Confused? Let me site some examples: I never want to stop seeing the world, I never want to breathe the same air too long. I want a huge garden, I want therapy for my black thumb. I want an old historic house that I fix myself- and when I can’t fix something in it I want to befriend someone who can- I don’t want to hire anyone, when I don’t know something, I want to be taught. I want to continue to buy flour in 25 or 50 kilo bags. I want to go to grad school for MACRO social work and work on policy change. I want to have a baby. I want to be a business-like woman and wear heels that click down hallways with authority. I want to don an apron and make homemade breads and jams and pickles. I never want to be married. I want to wake up everyday next to someone who loves me.
It’s a lot of ‘I want’ isn’t it? And considering where I live now, and the fact that women here can’t even risk breathing an ‘I want’ in their dreams, all of these wants seem rather spoiled of me.

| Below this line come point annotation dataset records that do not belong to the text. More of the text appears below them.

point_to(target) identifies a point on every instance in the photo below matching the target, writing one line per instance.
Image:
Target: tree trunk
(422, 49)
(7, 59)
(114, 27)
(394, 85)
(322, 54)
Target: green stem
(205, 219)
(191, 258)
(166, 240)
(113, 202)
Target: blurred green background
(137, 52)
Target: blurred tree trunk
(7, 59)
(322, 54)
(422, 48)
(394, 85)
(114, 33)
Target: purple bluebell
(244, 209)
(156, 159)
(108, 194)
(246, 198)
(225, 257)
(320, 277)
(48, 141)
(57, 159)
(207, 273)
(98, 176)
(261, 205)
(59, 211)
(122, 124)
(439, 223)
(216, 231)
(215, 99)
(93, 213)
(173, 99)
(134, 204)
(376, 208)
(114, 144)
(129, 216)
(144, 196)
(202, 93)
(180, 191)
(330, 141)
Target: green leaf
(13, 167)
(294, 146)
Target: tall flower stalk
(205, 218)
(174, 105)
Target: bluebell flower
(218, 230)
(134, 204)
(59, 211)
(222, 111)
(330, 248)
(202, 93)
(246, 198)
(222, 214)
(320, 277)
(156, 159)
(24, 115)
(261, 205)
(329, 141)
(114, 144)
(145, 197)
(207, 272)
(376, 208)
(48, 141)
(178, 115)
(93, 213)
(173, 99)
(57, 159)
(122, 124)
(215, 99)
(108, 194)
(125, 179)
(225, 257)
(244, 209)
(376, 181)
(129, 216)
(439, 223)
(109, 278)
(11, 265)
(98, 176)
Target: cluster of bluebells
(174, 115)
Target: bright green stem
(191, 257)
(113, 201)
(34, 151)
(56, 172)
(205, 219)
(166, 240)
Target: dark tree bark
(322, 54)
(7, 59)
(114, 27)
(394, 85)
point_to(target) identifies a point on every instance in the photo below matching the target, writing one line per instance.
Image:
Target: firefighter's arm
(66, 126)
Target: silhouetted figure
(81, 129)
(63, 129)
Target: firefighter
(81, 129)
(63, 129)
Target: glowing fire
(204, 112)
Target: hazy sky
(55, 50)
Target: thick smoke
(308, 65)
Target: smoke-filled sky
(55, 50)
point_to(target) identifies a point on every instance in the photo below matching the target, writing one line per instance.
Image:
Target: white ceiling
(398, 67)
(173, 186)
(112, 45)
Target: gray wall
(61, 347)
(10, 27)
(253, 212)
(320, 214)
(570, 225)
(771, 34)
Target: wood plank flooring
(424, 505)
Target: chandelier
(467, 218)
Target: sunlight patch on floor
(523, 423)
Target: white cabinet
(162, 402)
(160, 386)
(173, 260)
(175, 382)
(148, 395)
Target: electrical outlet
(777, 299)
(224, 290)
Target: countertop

I used to use this analogy that I built off that saying “When God closes a door, he opens a window.” It’s like the world is full of colored doors, I’d say, and you choose one. You make a choice, and you walk through that door, and it’s closes behind you. And then it ceases to exist. It simply blinks out of existence. And now in front of you are whole different set of colored doors- magenta and robin’s egg blue and polka-dots even. They’re choices you can make. The problem is, you can’t ever go back. You can’t pick the megenta door and then decide you don’t want to do it. You’re stuck with the choices you make.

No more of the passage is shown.